Der Anteil Methicilllin-resistenter Staphylococcus aureus (MRSA), einer der wichtigsten Erregern von Krankenhausinfektionen, ist in Deutschland weiterhin rückläufig und liegt mit 11,8 Prozent unter dem europäischen Mittelwert, der bei ca. 18 Prozent stagniert. Im Zentrum der Aufmerksamkeit stehen seit einigen Jahren die Gram-negativen Erregern. Dazu gehören unter anderem Escherichia coli, die z.B. Harnwegsinfektionen verursachen, und Klebsiella pneumoniae, die im Krankenhaus zu Lungenentzündung und zu Sepsis (Blutvergiftung) führen können. Bei E. coli zum Beispiel ist die Resistenz gegenüber Cephalosporinen der 3. Generation – eine wichtige Gruppe von breit wirksamen Antibiotika – in Deutschland bereits auf über 10 Prozent gestiegen.

Eine wichtige Voraussetzung für gezielte Gegenmaßnahmen sind regelmäßig erhobene Daten zu Antibiotikaresistenzen und Antibiotikaverbrauch. Das Robert Koch-Institut erfasst daher bei der „Antibiotika-Resistenz-Surveillance“ (ARS), deren Ergebnisse auch im Internet abrufbar sind, in standardisierter Form Resistenzdaten aus mikrobiologischen Laboratorien. Auch ein ergänzendes Antibiotikaverbrauchs-System (AVS) ist gerade eingerichtet worden.
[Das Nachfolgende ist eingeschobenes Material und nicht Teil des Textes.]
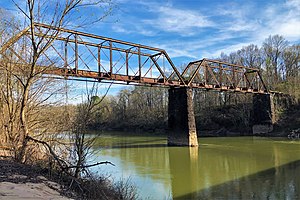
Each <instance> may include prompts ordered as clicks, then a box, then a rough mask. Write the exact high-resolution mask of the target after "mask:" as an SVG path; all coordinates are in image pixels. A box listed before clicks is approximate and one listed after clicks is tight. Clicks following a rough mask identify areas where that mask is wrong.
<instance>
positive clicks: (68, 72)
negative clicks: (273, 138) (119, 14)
mask: <svg viewBox="0 0 300 200" xmlns="http://www.w3.org/2000/svg"><path fill="white" fill-rule="evenodd" d="M31 30H32V29H30V28H26V29H24V30H22V31H20V33H18V34H16V35H15V36H13V37H12V38H11V39H10V40H8V41H7V42H6V43H5V44H4V45H2V47H1V48H0V54H1V56H2V58H5V57H7V55H8V54H13V55H14V59H15V60H14V62H16V63H18V64H21V65H24V64H25V65H26V64H27V65H29V64H30V63H32V61H31V60H30V56H28V55H30V54H31V53H32V52H30V51H28V52H24V51H19V50H18V48H19V49H24V48H25V47H26V48H27V49H31V48H30V47H28V46H26V45H28V44H30V42H29V41H30V40H31V35H32V33H31ZM33 30H34V33H33V35H34V37H35V40H36V41H39V42H40V44H41V46H42V47H43V48H44V49H43V51H42V52H41V56H40V58H39V60H38V62H37V65H39V66H44V67H41V68H40V70H39V71H40V72H43V73H45V74H48V75H53V76H60V77H64V78H67V77H71V78H78V79H80V78H85V79H87V80H91V81H115V82H116V83H119V82H122V83H125V84H139V85H151V86H165V87H191V88H201V89H207V90H217V91H233V92H249V93H268V92H269V91H268V89H267V87H266V85H265V83H264V81H263V79H262V77H261V74H260V71H259V69H257V68H249V67H245V66H240V65H235V64H230V63H225V62H222V61H218V60H209V59H202V60H197V61H192V62H190V63H189V64H188V65H187V66H186V67H185V68H184V69H183V71H182V73H180V72H179V70H178V69H177V68H176V67H175V65H174V64H173V62H172V60H171V58H170V57H169V55H168V54H167V52H166V51H165V50H163V49H159V48H154V47H150V46H146V45H141V44H135V43H130V42H126V41H121V40H116V39H112V38H107V37H102V36H98V35H93V34H88V33H84V32H79V31H74V30H69V29H64V28H61V27H60V28H58V27H53V26H49V25H46V24H38V23H36V24H35V25H34V29H33ZM17 52H22V53H17Z"/></svg>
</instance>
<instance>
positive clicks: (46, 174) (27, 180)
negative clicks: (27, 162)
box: [0, 159, 77, 200]
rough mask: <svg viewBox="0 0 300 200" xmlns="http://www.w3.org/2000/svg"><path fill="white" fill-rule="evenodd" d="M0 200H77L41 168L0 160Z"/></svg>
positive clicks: (8, 160) (63, 185)
mask: <svg viewBox="0 0 300 200" xmlns="http://www.w3.org/2000/svg"><path fill="white" fill-rule="evenodd" d="M0 199H1V200H2V199H3V200H6V199H7V200H11V199H15V200H17V199H42V200H44V199H45V200H46V199H59V200H67V199H77V195H76V194H75V193H72V192H68V191H67V190H66V187H65V186H64V185H61V183H58V182H56V181H55V180H53V179H51V178H50V177H49V173H47V171H46V170H43V169H42V168H38V167H33V166H30V165H24V164H19V163H16V162H13V161H10V160H8V159H0Z"/></svg>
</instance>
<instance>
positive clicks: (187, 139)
mask: <svg viewBox="0 0 300 200" xmlns="http://www.w3.org/2000/svg"><path fill="white" fill-rule="evenodd" d="M192 95H193V93H192V89H190V88H170V89H169V110H168V134H169V136H168V145H169V146H198V139H197V132H196V123H195V115H194V108H193V96H192Z"/></svg>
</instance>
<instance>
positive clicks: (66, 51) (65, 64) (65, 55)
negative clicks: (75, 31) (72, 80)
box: [64, 41, 68, 75]
mask: <svg viewBox="0 0 300 200" xmlns="http://www.w3.org/2000/svg"><path fill="white" fill-rule="evenodd" d="M64 61H65V63H64V68H65V75H66V73H67V68H68V41H65V60H64Z"/></svg>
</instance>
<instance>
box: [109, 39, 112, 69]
mask: <svg viewBox="0 0 300 200" xmlns="http://www.w3.org/2000/svg"><path fill="white" fill-rule="evenodd" d="M112 59H113V58H112V41H109V73H110V75H112V73H113V60H112Z"/></svg>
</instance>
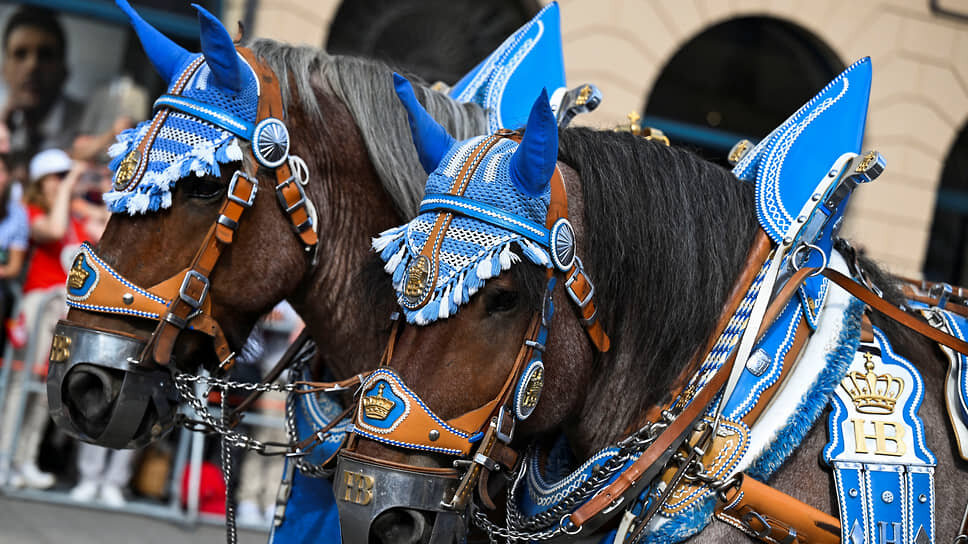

Die Bekämpfung von Antibiotikaresistenzen erfordert umfangreiche Anstrengungen und Zusammenarbeit in allen Bereichen. Das Bundesministerium für Gesundheit hat daher, fachlich auch vom RKI unterstützt, mit den Bundesministerien für Ernährung und Landwirtschaft sowie für Bildung und Forschung 2008 die Deutsche Antibiotika-Resistenz-Strategie (DART) entwickelt, an der auch die Bundesländer und weitere Akteure des Gesundheitswesens beteiligt sind. DART ist zuletzt 2015 aktualisiert worden.

Antibiotikaresistenzen sind ein natürlicher Teil der Umwelt. Sie entwickeln sich im Wechselspiel von genetischen Ereignissen – Mutationen oder die Aufnahme von Resistenzgenen aus der Umgebung – und Selektion. Selektion bedeutet, dass bei der Anwendung von Antibiotika solche Bakterienstämme überleben, die eine Resistenz besitzen. Entscheidend ist daher der Selektionsdruck durch den Einsatz von Antibiotika. Ein wichtiger Ansatz, Resistenzen zu vermindern, ist daher ihr gezielter Einsatz. So helfen Antibiotika zum Beispiel nicht gegen Erkältung oder Grippe. Resistenzgene können sich bei Gram-negativen Bakterien besonders leicht zwischen verschiedenen Bakterien(-arten) austauschen. „Resistenzen und Infektionskrankheiten müssen nachhaltig bekämpft werden. Daher sollten Mensch, Tier und Umwelt im Sinne des One-Health-Ansatzes in die Betrachtung einbezogen werden“, unterstreicht Lothar H. Wieler.

Resistente Erreger und Resistenzgene machen nicht an Ländergrenzen halt. Deshalb sind internationale Kooperationen und Maßnahmen in allen Ländern unbedingt notwendig. So spielen zum Beispiel bei Darmbakterien, die sogenannte Extended Spectrum Beta-Lactamasen (ESBL) bilden und damit eine wichtige Gruppe von Antibiotika unwirksam machen, Auslandsreisen eine Rolle. Studien zeigten, dass bis zu 30 Prozent der Reiserückkehrer aus Regionen mit hoher ESBL-Verbreitung (z.B. Asien und indischer Subkontinent) mit ESBL-bildenden E. coli kolonisiert sind. Die internationalen Herausforderungen sind auch Thema einer Tagung der Ostsee-Anrainerstaaten am 19. November 2015 in Berlin.